When the meeting broke up, nobody was happy. We were standing in the squad room outside Jeb’s office and he took a parting shot at Hitch just because he was handy.
“Stop going to cooking classes while you’re on duty, Hitchens.”
“I was off duty, Skipper.”
“I don’t care. You look like … like … like a fucking cook.”
“Yes, sir,” Hitch said softly. “Sometimes I am. But I’ll take that under advisement.”
As we walked to our cubicle, Alexa caught my eye and pointed toward the elevators, then went up to her office, leaving me with Hitch.
When we were alone, Hitch said, “While we were rolling that out, it sounded pretty damn weak even to me. It’s very dangerous to pursue an offbeat idea like that if we can’t prove it.”
“A dangerous idea isn’t responsible for the people who believe in it,” I said.
“I really hate this,” Hitch said. “Our theory sucks.”
“There are no coincidences in police work,” I said, trying to reassure him. “I agree that there is something more than we know about going on here. We’re obviously missing a big piece. However he’s doing it, Nash has a great source that’s giving him an edge. We just have to keep working it until it all makes sense.”
It was almost midnight now and the administration floor was deserted. Alexa was waiting for me in her new tenth-floor office. It was larger than her old digs at the Glass House, where she had no view. This new office had wide double windows that faced City Hall. As soon as I entered, she shut the door.
“Do you really believe any of that?” she said. “Working backward hardly explains this coincidence.”

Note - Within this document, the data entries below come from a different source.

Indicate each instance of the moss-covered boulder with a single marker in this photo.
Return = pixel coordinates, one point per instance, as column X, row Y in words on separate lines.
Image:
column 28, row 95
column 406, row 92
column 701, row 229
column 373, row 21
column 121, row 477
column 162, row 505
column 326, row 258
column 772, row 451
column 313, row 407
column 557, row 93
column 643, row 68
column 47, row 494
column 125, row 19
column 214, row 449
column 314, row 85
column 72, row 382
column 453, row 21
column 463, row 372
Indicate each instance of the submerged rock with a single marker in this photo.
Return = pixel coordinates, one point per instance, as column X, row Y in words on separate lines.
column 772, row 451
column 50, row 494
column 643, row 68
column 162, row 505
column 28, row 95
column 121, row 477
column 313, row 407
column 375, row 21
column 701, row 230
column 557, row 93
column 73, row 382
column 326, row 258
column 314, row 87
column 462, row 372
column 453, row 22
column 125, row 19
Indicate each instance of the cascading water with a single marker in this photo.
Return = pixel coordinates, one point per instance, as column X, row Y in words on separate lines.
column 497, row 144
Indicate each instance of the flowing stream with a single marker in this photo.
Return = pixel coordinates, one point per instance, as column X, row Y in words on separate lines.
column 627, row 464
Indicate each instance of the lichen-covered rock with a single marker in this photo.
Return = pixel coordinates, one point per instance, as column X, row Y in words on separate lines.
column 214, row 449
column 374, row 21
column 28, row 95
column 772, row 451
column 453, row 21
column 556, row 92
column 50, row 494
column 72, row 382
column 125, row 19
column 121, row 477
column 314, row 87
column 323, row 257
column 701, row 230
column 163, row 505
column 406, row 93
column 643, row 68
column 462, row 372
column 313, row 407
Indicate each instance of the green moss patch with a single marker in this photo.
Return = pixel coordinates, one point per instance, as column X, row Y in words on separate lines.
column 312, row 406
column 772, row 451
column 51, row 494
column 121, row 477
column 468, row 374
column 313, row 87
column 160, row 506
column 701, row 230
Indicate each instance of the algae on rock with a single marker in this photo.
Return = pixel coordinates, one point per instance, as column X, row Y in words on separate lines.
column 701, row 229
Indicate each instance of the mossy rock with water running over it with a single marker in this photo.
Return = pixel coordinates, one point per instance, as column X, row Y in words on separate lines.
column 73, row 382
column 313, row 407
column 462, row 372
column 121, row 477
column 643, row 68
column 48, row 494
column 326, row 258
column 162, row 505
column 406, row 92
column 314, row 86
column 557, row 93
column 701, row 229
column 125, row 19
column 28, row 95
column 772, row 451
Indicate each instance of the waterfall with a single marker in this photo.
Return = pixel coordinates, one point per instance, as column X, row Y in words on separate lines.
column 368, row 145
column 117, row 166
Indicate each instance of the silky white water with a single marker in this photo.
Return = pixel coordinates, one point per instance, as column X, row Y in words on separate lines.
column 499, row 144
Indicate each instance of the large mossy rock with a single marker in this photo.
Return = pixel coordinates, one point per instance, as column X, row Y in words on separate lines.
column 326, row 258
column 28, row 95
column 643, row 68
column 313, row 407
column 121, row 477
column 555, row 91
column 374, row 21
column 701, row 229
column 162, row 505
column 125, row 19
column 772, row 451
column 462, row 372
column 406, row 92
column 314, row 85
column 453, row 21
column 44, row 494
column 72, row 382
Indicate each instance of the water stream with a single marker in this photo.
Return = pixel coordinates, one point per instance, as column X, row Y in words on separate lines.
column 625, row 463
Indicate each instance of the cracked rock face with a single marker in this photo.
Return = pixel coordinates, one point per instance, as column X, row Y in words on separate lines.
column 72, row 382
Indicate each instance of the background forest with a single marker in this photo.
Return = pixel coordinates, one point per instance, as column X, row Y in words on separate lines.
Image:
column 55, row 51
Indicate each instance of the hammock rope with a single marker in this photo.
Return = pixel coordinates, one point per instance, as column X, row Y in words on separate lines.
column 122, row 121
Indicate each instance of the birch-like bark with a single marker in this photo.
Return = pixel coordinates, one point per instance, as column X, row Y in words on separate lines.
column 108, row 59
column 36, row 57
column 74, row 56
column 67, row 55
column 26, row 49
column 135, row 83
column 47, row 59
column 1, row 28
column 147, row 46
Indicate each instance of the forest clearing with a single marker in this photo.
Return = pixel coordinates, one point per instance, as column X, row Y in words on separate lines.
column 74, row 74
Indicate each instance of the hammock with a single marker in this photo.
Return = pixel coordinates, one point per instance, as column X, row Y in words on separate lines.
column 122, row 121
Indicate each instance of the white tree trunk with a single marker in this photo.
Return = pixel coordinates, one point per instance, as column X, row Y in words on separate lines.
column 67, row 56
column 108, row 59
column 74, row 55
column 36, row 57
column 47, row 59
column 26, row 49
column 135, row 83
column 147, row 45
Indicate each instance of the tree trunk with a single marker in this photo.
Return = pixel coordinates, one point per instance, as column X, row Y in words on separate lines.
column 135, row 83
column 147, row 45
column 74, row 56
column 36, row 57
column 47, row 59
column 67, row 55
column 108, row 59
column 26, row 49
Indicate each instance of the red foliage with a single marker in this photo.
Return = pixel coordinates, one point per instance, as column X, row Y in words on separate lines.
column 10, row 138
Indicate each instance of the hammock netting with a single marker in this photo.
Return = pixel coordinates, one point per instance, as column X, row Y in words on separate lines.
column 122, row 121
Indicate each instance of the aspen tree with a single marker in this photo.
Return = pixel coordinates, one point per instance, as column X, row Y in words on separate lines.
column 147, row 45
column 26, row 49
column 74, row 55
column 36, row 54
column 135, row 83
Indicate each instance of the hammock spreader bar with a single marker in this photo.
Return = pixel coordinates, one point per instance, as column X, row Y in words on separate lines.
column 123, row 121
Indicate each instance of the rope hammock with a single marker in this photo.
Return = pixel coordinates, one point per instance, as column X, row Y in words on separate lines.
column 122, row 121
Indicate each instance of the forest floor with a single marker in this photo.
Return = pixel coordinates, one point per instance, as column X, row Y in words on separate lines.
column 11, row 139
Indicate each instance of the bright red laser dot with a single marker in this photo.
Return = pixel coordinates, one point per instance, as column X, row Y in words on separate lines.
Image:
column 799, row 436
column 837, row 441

“Caleb Cole told us everything would tie in and look what just happened.”
“And you think it’s not random, the way he picks the cases?”
“I think the guy is writing a script like Hitch said. Then he’s shooting it. None of this is coincidence.”
“It still doesn’t explain how he’s doing it,” she persisted.
“I know, and if we don’t find out fast, we’re all going to be looking for new professions.”